Help Center/ DataArts Studio/ Best Practices/ Configuring Alarms for Real-Time Data Migration Jobs

Updated on 2025-11-17 GMT+08:00

View PDF

Configuring Alarms for Real-Time Data Migration Jobs

Real-time data migration requires timeliness and stability of real-time migration jobs in DataArts Migration. Due to the performance bottleneck of the data source or changes in the service volume, the job latency may increase, or the job may encounter exceptions. Common job exceptions and their causes are as follows:

Abnormal job termination: This may be caused by the restart of the data source cluster, dirty data, or other service changes that may cause job failures.
Continuous job latency increase: This may be caused by the surge of source data volume, performance bottlenecks of the source or destination, or insufficient resources of the real-time migration job.
High job backpressure: This may be caused by poor write performance at the destination or a large amount of data at the source.

To continuously track job status and optimize or recover abnormal jobs in a timely manner, you are advised to configure alarms for monitoring metrics, and job latency/exception alarms so that you have enough time for troubleshooting. The specific measures are as follows:

Configuring job failure alarms: O&M personnel can be notified of job failures in a timely manner, avoiding fault escalation risks.
Configuring alarms for abnormal job monitoring metrics: This helps you detect potential risks for jobs and adjust jobs or services in a timely manner to avoid a long latency.

Prerequisites

You have purchased a migration resource group and run a real-time data migration job. For details, see Configuring a Real-Time Migration Job.
The job is running and metrics are reported properly. For details about how to view job monitoring metrics, see Viewing Monitoring Metrics.

Configuring Job Failure Alarms

You can enable the running exception/failure alarm for one or all real-time data migration jobs on the Manage Notification page. This section describes how to configure failure alarms for multiple jobs.
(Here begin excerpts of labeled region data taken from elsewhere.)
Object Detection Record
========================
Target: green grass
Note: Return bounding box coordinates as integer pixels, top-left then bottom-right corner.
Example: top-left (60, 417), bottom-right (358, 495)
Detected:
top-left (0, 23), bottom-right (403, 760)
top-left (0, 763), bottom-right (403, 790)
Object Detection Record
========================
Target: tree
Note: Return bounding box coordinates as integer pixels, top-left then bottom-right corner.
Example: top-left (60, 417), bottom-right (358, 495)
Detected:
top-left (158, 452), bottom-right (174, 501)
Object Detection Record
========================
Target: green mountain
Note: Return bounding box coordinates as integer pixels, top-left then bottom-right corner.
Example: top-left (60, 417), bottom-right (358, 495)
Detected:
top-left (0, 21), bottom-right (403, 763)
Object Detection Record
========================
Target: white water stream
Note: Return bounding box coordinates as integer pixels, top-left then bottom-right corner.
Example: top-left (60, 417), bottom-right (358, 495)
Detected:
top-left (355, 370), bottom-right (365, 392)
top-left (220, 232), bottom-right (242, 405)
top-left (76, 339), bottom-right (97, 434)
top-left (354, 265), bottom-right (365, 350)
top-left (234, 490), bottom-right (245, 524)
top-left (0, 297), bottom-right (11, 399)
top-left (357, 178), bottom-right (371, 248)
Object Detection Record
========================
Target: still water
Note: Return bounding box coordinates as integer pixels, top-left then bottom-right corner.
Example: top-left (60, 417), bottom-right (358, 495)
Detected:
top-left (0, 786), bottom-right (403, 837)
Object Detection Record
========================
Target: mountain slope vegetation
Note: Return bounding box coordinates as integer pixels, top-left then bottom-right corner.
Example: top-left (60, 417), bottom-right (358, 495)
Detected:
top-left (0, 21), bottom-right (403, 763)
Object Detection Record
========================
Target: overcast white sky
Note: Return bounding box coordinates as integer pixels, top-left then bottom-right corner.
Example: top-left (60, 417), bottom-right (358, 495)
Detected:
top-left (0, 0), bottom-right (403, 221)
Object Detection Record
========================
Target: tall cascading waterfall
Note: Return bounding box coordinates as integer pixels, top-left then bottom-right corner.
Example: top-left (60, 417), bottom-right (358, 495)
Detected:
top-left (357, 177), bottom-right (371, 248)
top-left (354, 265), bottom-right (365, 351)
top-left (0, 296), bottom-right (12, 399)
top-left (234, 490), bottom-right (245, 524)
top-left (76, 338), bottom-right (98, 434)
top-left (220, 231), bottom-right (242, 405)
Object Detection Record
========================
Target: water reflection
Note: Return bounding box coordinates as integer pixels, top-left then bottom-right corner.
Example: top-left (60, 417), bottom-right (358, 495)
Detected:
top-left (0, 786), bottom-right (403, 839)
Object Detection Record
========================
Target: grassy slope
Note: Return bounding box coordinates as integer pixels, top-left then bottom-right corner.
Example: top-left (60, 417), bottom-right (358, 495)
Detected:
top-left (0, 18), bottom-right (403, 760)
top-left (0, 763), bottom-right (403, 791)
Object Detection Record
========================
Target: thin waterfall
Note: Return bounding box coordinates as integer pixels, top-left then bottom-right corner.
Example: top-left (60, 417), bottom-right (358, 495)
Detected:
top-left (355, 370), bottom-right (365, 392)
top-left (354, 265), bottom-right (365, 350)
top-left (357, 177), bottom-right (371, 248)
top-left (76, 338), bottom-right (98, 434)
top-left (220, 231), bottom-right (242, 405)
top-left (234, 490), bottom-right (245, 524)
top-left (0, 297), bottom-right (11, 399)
Log in to the DataArts Studio console by following the instructions in Accessing the DataArts Studio Instance Console.
On the DataArts Studio console, locate a workspace and click DataArts Factory.
In the navigation pane on the DataArts Factory page, choose Monitoring > Manage Notification.
On the Manage Notification page, click Configure Notification.
Figure 1 Configuring a notification
Set parameters.
Figure 2 Setting notification parameters
- Notification Scope: Select Multiple jobs.
- Notification Type: Select Abnormal.
- Notification Mode: Select By topic.
  You can receive job failure alarms by SMS message, email, or voice notification through SMN topics.
  
  For details about how to create and subscribe to an SMN topic, see Creating a Topic and Adding a Subscription to a Topic.
- Set other parameters as required.
Click OK. You can view the created rule on the Manage Notification page.
Figure 3 Created rule

When the job status changes from Running to Abnormal or Failed, the alarm information is sent to the communications software associated with the specified topic.
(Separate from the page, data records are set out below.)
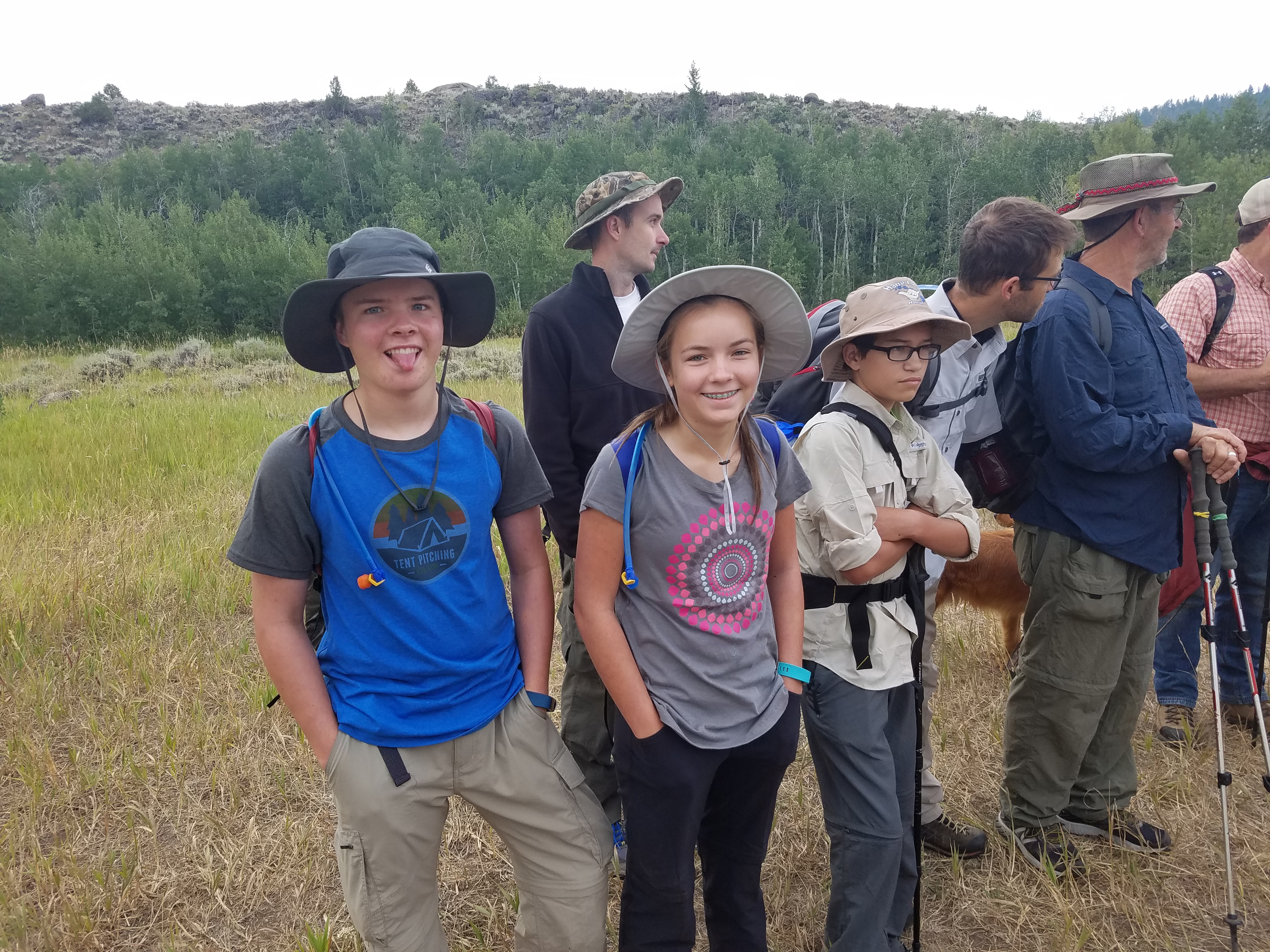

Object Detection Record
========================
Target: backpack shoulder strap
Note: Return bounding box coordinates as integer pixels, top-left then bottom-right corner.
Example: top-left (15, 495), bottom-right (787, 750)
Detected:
top-left (754, 416), bottom-right (782, 466)
top-left (307, 406), bottom-right (326, 476)
top-left (464, 397), bottom-right (498, 447)
top-left (1057, 275), bottom-right (1111, 355)
top-left (1198, 264), bottom-right (1234, 360)
top-left (609, 420), bottom-right (653, 589)
top-left (821, 402), bottom-right (906, 479)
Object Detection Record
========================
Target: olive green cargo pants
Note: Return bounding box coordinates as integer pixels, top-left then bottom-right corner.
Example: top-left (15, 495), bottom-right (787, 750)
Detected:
top-left (1001, 522), bottom-right (1159, 826)
top-left (556, 552), bottom-right (622, 824)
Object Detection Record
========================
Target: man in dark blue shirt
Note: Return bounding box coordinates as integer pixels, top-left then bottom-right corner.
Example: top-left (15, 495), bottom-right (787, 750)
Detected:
top-left (997, 155), bottom-right (1244, 875)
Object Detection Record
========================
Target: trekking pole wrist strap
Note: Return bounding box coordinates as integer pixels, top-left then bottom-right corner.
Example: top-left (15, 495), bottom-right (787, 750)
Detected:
top-left (776, 661), bottom-right (811, 684)
top-left (524, 689), bottom-right (555, 711)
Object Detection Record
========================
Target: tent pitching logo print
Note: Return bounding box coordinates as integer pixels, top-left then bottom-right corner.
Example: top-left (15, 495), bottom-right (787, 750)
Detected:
top-left (371, 486), bottom-right (471, 583)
Configuring Alarms for Abnormal Job Monitoring Metrics

Monitoring metrics of real-time data migration jobs can be automatically reported to Cloud Eye. For how to view metric details, see Configuring a Real-Time Migration Job.

You can configure monitoring metric alarms for real-time data migration jobs on the Cloud Eye console by referring to this section. For details about Cloud Eye functions, see Cloud Eye Alarms.

Create a notification object and group in sequence on the Cloud Eye console.
1. Create a notification object.
  On the Cloud Eye console, choose Alarm Management > Alarm Notifications. On the displayed page, click the Recipients tab and click Create. On the displayed page, enter a recipient name and select a protocol.
  
  Figure 4 Creating a notification recipient
  
  The created recipient is displayed on the Recipients page.
2. Create a notification group and bind it to the notification recipient.
  Click the Notification Groups tab and then Create. On the displayed page, enter a group name and select notification recipients.
  
  Figure 5 Creating a notification group
  
  The created notification group is displayed on the Notification Groups page.

Create an alarm rule.

On the Cloud Eye console, choose Alarm Management > Alarm Rules. In the upper right corner, click Create Alarm Rule and set parameters as required.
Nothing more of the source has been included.